Kevin Harvick has dominated NASCAR this season, and there was no reason to think he wouldn’t do it again at Saturday night’s All-Star Race at Charlotte Motor Speedway in Concord, N.C.
On a restart with two laps to go, Harvick chose the outside lane, and the help of Ford stablemate Joey Logano pushed him past Daniel Suarez and into the lead.
That move was worth a cool $1 million when Harvick held off Suarez for his second victory in the All-Star Race.
“Our car was super fast and would accelerate well, and I just felt like if we could get to Turn 2 even we could take it on the backstretch,” Harvick said after the race on FS1.
And that’s how it unfolded, which for Suarez was bittersweet.
“It was not bad, but it hurts to be close and not win it,” he said on FS1.
But the biggest winner could be NASCAR after the way the cars ran against each other at Charlotte Motor Speedway. In fact, it might be worth a fortune to the sport’s sagging ratings and reputation.
A race package that had restrictor plates being used as well as a taller spoilers led to hard racing all over the track, if not necessarily always at the front, but even so the lead car couldn’t just check out and run away. That’s been lacking at 1.5-mile tracks such as Charlotte for years.
That package will not be used next week for the 600-miler at Charlotte or for the rest of the year because of an agreement with the race teams, but might be used in 2019 and beyond.
But fans may be clamoring, even demanding, the change before they go to sleep. Social media was decidedly in favor of the new package after the events.
And one track similar to Charlotte seemed convinced, with Texas Motor Speedway’s twitter account showing, complete with a begging kitten GIF, “@NASCAR, one #AllStarRace package plz.”
Harvick, winner of five points-paying races this season, took the first 30-lap segment of the race, holding off Martin Truex Jr. as the laps wound down.
Kyle Busch took Stage 2 with Suarez second after another 20 laps.
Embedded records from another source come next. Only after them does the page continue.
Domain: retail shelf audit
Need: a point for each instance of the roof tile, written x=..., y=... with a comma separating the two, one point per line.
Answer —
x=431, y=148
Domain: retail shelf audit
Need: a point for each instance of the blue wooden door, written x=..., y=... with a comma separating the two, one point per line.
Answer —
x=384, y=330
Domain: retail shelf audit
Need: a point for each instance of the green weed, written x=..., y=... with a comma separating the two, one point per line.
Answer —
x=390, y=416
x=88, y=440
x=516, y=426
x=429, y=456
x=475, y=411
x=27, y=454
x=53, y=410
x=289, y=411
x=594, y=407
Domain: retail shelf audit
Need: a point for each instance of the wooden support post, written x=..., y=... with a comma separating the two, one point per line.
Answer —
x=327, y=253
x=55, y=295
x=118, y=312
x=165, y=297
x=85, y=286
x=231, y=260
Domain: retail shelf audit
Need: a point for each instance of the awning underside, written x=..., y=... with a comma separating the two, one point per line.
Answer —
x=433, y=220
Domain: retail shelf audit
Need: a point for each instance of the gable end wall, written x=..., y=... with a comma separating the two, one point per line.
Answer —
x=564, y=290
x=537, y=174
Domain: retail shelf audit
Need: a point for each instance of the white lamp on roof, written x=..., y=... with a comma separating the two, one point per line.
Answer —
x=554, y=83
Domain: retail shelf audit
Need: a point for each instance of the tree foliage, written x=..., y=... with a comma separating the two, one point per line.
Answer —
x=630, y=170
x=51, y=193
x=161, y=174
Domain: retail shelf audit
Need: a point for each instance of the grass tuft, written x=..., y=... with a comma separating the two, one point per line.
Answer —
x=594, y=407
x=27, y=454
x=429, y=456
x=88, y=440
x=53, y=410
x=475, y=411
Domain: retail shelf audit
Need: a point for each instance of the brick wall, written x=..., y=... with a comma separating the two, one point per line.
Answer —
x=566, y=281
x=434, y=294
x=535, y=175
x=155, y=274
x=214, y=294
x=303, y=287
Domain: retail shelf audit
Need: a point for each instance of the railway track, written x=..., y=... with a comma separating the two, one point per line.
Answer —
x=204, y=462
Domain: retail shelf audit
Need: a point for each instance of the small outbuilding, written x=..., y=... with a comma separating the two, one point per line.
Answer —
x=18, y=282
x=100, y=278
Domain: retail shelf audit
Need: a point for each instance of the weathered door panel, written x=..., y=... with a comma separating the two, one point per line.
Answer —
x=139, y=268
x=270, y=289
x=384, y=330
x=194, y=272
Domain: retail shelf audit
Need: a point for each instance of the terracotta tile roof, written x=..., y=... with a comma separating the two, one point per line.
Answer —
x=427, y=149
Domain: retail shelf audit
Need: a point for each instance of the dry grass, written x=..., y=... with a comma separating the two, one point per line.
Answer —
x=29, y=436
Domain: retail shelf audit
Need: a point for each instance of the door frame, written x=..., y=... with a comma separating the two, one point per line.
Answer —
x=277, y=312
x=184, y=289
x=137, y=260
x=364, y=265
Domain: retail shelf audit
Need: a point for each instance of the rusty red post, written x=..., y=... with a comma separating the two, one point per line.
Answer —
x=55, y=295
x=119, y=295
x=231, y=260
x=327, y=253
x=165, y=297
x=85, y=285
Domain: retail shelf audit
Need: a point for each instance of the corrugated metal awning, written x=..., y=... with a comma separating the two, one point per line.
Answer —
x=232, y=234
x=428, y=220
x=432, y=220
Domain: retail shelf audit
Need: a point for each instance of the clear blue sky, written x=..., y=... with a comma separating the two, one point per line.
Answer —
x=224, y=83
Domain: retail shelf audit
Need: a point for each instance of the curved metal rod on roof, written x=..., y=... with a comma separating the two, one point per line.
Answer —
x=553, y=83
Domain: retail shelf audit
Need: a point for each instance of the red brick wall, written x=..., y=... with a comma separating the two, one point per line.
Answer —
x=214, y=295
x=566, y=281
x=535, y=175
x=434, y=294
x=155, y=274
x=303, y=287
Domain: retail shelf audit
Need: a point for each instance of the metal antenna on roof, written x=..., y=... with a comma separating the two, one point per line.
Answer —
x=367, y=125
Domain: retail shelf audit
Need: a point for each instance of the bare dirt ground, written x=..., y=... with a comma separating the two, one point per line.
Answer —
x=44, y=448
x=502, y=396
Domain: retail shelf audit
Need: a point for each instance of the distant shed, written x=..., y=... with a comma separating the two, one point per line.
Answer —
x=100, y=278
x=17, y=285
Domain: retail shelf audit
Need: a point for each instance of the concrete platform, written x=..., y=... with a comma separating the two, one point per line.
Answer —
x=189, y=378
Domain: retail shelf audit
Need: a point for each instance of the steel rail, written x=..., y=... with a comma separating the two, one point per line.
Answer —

Real drama started to unfold near the end of Stage 3 as Alex Bowman wrecked with two of the 20 laps to go to bring out a caution.
That left drivers and teams to decide if they should pit for fresh tires with the overtime shootout to end Stage 3 and then the final 10 laps of the race, or stay out for track position.
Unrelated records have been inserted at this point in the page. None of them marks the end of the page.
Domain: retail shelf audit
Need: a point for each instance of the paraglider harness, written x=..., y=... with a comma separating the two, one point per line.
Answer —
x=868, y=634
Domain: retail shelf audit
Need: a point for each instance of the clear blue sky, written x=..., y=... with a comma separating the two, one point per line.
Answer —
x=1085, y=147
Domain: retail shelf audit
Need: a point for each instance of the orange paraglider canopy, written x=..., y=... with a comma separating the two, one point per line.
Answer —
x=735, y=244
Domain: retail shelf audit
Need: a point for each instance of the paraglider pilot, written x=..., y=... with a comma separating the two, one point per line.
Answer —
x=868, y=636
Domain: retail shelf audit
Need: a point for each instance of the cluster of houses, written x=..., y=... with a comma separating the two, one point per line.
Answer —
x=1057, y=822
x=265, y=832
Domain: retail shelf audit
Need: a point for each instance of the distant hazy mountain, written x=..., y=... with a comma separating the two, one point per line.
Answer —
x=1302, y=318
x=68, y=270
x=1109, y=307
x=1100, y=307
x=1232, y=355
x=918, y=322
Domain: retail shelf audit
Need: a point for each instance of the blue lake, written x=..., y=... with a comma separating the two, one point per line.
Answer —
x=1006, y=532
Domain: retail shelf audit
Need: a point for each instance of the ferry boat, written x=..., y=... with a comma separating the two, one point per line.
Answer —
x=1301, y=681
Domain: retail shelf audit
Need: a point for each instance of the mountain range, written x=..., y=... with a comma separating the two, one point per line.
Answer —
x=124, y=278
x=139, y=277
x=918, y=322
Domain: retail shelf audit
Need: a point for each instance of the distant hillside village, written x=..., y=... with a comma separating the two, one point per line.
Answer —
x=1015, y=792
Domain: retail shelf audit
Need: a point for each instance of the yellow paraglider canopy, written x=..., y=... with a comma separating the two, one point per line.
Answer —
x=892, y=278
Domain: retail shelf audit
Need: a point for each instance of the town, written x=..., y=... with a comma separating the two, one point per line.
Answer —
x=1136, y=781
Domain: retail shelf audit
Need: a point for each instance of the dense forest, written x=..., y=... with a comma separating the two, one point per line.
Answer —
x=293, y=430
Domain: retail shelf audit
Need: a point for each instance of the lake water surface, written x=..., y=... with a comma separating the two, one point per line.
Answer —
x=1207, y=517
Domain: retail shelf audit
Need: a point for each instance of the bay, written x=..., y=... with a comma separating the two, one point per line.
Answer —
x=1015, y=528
Another crash meant double-overtime to end Stage 3, with Truex, Clint Bowyer, Kurt Busch and Brad Keselowski taken out of contention in the wreck.
Harvick passed Suarez on the outside of Turn 4 on the final lap of Stage 3 to take it, setting up the final 10-lap sprint to the finish.
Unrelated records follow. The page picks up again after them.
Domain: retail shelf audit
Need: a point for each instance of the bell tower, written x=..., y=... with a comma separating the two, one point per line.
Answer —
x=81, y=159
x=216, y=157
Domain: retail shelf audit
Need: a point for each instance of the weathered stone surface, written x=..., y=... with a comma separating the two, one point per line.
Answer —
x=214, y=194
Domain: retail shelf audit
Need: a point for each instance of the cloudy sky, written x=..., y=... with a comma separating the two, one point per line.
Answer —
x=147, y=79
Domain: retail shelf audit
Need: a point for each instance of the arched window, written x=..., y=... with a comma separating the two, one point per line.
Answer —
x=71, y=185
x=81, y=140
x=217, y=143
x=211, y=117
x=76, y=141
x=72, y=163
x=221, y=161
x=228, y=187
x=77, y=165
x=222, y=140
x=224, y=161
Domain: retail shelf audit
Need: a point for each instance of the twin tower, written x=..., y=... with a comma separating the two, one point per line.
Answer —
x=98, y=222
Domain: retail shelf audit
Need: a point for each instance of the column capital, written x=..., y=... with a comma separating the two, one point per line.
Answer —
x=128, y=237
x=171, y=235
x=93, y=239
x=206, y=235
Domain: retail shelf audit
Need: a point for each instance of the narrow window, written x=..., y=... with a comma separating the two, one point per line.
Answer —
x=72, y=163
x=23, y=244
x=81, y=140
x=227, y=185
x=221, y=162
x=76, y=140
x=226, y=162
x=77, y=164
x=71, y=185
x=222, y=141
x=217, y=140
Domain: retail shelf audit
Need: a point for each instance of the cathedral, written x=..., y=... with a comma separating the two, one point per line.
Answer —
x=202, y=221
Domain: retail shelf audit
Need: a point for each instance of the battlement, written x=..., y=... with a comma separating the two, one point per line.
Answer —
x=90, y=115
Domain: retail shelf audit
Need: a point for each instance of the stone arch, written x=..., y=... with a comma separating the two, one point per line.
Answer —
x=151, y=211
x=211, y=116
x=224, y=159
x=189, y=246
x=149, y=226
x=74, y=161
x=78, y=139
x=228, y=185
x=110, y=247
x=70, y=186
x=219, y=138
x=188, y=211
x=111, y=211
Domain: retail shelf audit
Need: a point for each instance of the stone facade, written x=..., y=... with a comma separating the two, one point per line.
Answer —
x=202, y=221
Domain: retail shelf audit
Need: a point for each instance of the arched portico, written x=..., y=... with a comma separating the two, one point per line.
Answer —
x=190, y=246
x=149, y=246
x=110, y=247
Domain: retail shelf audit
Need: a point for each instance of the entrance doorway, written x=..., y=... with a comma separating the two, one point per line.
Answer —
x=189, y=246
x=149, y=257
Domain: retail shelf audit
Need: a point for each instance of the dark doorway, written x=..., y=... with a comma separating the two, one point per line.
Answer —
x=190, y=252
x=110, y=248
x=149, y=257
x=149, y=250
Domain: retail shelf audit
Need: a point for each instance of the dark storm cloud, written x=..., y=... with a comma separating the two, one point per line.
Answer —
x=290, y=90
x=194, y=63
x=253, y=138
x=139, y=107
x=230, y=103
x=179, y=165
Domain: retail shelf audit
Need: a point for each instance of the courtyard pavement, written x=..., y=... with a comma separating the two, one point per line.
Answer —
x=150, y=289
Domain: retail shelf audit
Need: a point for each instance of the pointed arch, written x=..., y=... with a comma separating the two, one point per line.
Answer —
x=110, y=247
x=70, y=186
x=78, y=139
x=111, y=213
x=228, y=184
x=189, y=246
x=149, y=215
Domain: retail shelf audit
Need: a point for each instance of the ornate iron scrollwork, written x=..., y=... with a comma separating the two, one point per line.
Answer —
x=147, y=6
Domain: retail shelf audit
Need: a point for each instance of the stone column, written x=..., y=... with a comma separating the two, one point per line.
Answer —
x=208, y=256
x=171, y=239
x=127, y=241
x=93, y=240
Bowman, Suarez and A.J. Allmendinger advanced out of the All-Star Open, held earlier to allow those not already in the big race to get in to the All-Star Race. Chase Elliott got in via the fan vote for the third year in a row.
Bowman won the first stage of the Open, Suarez the second and Allmendinger took the overall honors after the stages of 20 laps, 20 laps and the final 10 were done.
That set up the big event, run in four stages with nothing on the line but $1 million to the winner. How much of that million the drivers see is based on their contracts with their team, as the purse is paid to the team.
Elliott, likely to take the mantle of NASCAR’s most popular driver now that Dale Earnhardt Jr. has retired, was thankful.
“Hopefully this time next year we will be in the big show and we don’t have to worry about it,” Elliott said of the fan vote. “... Being the third year in a row, that does mean a lot to me. It is pretty special as a racer that the folks at home voting have my back like that.”
Elliott finished fifth in the All-Star Race.